JH did not say anything to KR about being offended or upset by the Jan. 10, 2022, conversations.
White history month comments
The next month, KR made another comment on two separate occasions that upset JH. The two were in the cafeteria when a TV program came on about Black History Month and KR said: “Why don’t we get a white history month?”
JH left the cafeteria without saying anything. KR posed the same question a couple of days later in front of more people in the cafeteria, then turned and looked at JH and said “I’m not prejudiced.” Another employee responded “We know you’re not.”
JH was upset about KR’s comments and began to work remotely as much as possible to avoid contact with her.
In March 2022 JH raised her concerns to a member of management, who suggested she file an internal human rights complaint. She filed that on March 9.
A disciplinary hearing was held on May 2, and KR was fired on May 18. Two days after, she gave a written apology to OPG that she asked to be sent to JH.
“I would like to apologize for offending you and making you feel uncomfortable in some conversations we have had in the past – that was never my intention, and I am deeply sorry that you felt the way you did following them. I should have been more sensitive and used different words when discussing certain topics. I should have never said what I did. I have had some time to reflect and realize the errors on my end and I am working to correct them for future situations. I hope you can someday forgive me,” it read.
The arbitrator noted there is a difference between treating people in a negative manner on the basis of race, which was not alleged in this case, and not supporting measures that single out a particular group for recognition or special treatment based on race.
“Whereas the former is contrary to human rights legislation, the latter is not a form of prohibited speech that engages the employer’s disciplinary power,” it said.
It did say the question about white history month was “provocative and careless.” But it warranted a non-disciplinary letter of expectation, “explaining that her comment had been upsetting to a co-worker and counselling her on the importance of being sensitive so that everyone feels welcome at the workplace.”
It did not rise to the level of disciplinable misconduct, it ruled.
OPG argued the suggestion that JH “play the Indian card” was sufficiently serious to warrant discharge.
But the arbitrator did not agree.
“It is clear to me is that the Employer’s response to the grievor’s conduct was out of proportion to what occurred. In my view, there is no basis upon which I could reasonably conclude that the grievor deserved to have her employment terminated by the Employer after 18 years of discipline-free service because of the comments she made to and/or in the presence of the Indigenous complainant,” it said.

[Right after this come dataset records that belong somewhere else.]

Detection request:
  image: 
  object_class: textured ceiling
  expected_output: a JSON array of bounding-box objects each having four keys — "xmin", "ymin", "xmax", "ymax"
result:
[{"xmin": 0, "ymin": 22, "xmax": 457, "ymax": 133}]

While OPG said the apology letter should be given little weight because it was written post-termination, the arbitrator noted KR said at an early stage she felt bad she had upset JH and would have apologized to her.
The fact KR was acting in a supervisory role at the time was important, and needed to be taken into account. But, given all the circumstances, it ruled a one-day unpaid suspension was the appropriate penalty and OPG was ordered to reinstate her to her former position with no loss of seniority or compensation.
“A suspension of some duration, as opposed to a reprimand of some sort, for example, is appropriate to reinforce the fact that discriminatory comments of any kind cannot be tolerated in the workplace,” it said.
It also required KR to ” participate in whatever Indigenous-focused sensitivity and awareness training the Employer determines, in its discretion, to be appropriate.”